After finally arriving in Kutaisi it was time to meet up with others from our group and find our home stay. It was very easy to locate the restaurant where our group was at, but not so easy to locate the home stay. A home stay was exactly what it sounds like: you stay in someone’s home. The place we stayed at was on a hill on the northern side of the city with (as we found out in the morning) great views of the mountains. There were two rooms waiting for the four of us and neither of them was heated! There was a little space heater in both, but as the rooms were fairly large, they were not doing that much good. After talking for a while, we went to bed in a tundra.
That night was probably the coldest I have spent. I was able to sleep a little and was thrilled with the hot breakfast that awaited us in the morning. They had prepared eggs, oatmeal, little pancakes, bread and hot tea. All of it was wonderful! We set out soon after that to see Bagrati Cathedral. It was less than a five minute walk from the home stay and also had beautiful views of the mountains. This cathedral has been located on Ukimerioni Hill since the 11th century. In the 1600’s it was bombed and most of the cathedral was destroyed. It still sits in its ruined state. There are plans to reconstruct, but since it has not been done in over 400 years, I am not sure how serious the plans really are. It was pretty snowy and I was glad I had my hiking boots on. We were able to climb onto some of the ruins to get even better views of the area and destroyed church.

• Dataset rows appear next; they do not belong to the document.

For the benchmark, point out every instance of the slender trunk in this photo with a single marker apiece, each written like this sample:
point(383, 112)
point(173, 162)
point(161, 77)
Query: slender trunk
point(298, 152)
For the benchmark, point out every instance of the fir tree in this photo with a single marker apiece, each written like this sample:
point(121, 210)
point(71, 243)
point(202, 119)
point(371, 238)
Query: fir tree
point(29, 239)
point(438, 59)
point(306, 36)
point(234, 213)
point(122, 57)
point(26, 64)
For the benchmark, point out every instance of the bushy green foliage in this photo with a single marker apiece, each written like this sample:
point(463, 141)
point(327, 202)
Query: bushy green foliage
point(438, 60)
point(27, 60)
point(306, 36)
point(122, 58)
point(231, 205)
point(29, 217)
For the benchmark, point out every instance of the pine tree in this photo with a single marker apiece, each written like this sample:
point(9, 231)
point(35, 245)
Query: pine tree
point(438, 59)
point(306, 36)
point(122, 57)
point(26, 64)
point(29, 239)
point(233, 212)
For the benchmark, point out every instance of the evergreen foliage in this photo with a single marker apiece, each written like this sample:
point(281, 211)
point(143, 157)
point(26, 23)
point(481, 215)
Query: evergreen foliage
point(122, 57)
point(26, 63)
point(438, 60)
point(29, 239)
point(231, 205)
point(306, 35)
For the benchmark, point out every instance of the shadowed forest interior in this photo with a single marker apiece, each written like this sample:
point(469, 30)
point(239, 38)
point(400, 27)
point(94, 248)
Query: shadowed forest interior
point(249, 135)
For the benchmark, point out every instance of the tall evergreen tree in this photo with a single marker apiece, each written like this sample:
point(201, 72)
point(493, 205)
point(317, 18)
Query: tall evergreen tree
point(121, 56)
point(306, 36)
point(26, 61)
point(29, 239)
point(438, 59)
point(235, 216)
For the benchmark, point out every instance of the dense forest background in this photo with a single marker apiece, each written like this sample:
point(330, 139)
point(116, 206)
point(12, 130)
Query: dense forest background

From there we walked town the hill into the city center. We had read about a few museums that sounded interesting and found the Kutaisi History Museum pretty easily. No one in the building spoke English, but we were able to read signs through out. There were at least four people who followed us around the entire time we were there. They were not there to tell us anything about the exhibits, as they did not speak English, but to keep an eye on us and make sure we did not try to touch or take anything. I read in my travel book that the first telephone used in Kutaisi was there, so I went looking for it and it was not even labeled! No one would know, unless they had this guide.
The next two museums we went to, the Museum of Sport and the World War II Museum were both closed, so we went and had lunch. I tried a bread and noodle dish for the first time and it was very good. Because it was still early in the day, we decided to hire a taxi to take us to Gelati Monastery which is about 10km from Kutaisi. After negotiating the price with 6 or 7 taxi drivers, we found someone will to take us and wait for us there to bring us back all for 20 Lari (about $12). Split between four people it was a good deal!
Driving the road to the monastery was windy and narrow. Because it was also snowy, it was slow go for much of it and there were many close calls with drivers coming in the other direction. When we arrived at the top of the mountain we saw there was a wedding party at the church. In Georgia, it is not uncommon to have people come into the church during a wedding ceremony! Unfortunately, we arrived just as they had finished so we did not get to see any of it, but the church itself was beautiful! Gelati was built in 1106 and has been reconstructed many times through out its history. In 2004, the President of Georgia Mikhiel Saakashivili was inaugurated at there. The views of the surrounding area were also amazing.
We walked back up to the home stay and all took hot showers. It is amazing how much I missed being able to stand under hot water for more than a few minutes. It was especially nice since I knew the night was going to be cold again. It did not seem as cold as the first night, but in the morning we awoke to fresh snow, and it was still falling. This should have been our hint that things were going to get complicated, but at first we all just thought it was pretty!
After eating another great breakfast we took a taxi to the train station. When we got to the counter we were told the only train to Tbilisi was sold out. When we asked if there was a bus or a marshutka that we could take, we were told all the roads to Tbilisi were closed. Our only option was to wait until 5:00am the next morning when the next train was scheduled to leave. Clearly this was not a good option. We decided to try our luck and get on the train. It didn’t work. Before it left the station, they checked for tickets and told us we had to get off.
As we were exiting the train I heard someone say there was a marshutka to Tbilisi. We were saved! There sat the mini-van ready to brave the snow-covered mountain roads. We were able to sit next to each other and spent the next 5 and a half hours hoping we would not be involved in one of the many car accidents we saw along the way! There were also many check-points that slowed us down. The police were out in full force to make sure people had chains on their tires or four-wheel drive or something else that could get them through the mountains. Our driver was amazing! He just drove right through everything without hesitation.